IPSCs provide an unlimited source of specialized cells for cancer immunotherapies, regenerative treatments for degenerative diseases, and alternatives to organ transplantation. The “IPSC France” PEPR BBTI project aims to develop cost-effective and genetically stable iPSC lines, while minimizing tumorigenic risk and allo-immunogenicity through targeted genome editing.

Within the “IPSC FRANCE” consortium, we aim to develop and validate technologies for producing hypo-immune “universal donor” (UD) iPSCs via genome editing. We hope that this will promote the survival of neural grafts and avoid the need for immunosuppression in patients receiving neural allografts. We aim to adapt, compare and test these approaches for neural allogeneic transplantation using a fully immunocompetent non-human primate (NHP) model of Huntington’s disease (HD) based on excitotoxic striatal lesion.

To overcome immune rejection of allogeneic grafts in the brain of our NHP model of HD, we are evaluating multiple gene editing strategies aimed at reducing non-self and missing-self response of recipient immune cells to neuronal striatal grafts in allogeneic NHP recipients. Specifically, we generated iPSC clones from macaque and differentiated them into striatal neuronal and glial grafts in both 2D monolayer and 3D spheroid formats. We generated several types of hypoimmunogenic grafts through genetic disruption of MHC class I and II molecule expression and overexpression of one or more immunomodulators. We achieved this through CRISPR-Cas9-mediated knockout of the B2M and CIITA genes to disrupt MHC molecules and lentivirus-mediated transgenesis of selected immune-modulatory molecules into striatal cells.

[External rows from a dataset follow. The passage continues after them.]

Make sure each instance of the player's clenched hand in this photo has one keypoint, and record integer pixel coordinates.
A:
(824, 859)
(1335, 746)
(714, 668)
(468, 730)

Initial in vitro studies confirmed that these modifications preserved neuronal maturation, synaptic integrity and neuronal function of engineered Mafa-iPSC derived cells. Their immune evasive potential is tested ex vivo using mixed lymphocyte reactions (MLRs) with peripheral blood mononuclear cells (PBMCs) from naïve macaques. The most promising immune-evasive profiles will be subsequently tested in vivo in rodents using a xenogeneic graft paradigm. The project's ultimate goal is to test the most effective immune-evasive grafts in a preclinical setting that mimics a clinical situation. This involves transplanting an allogeneic graft in the same species of NHP model of Huntington’s disease without the use of any immunosuppressive drugs.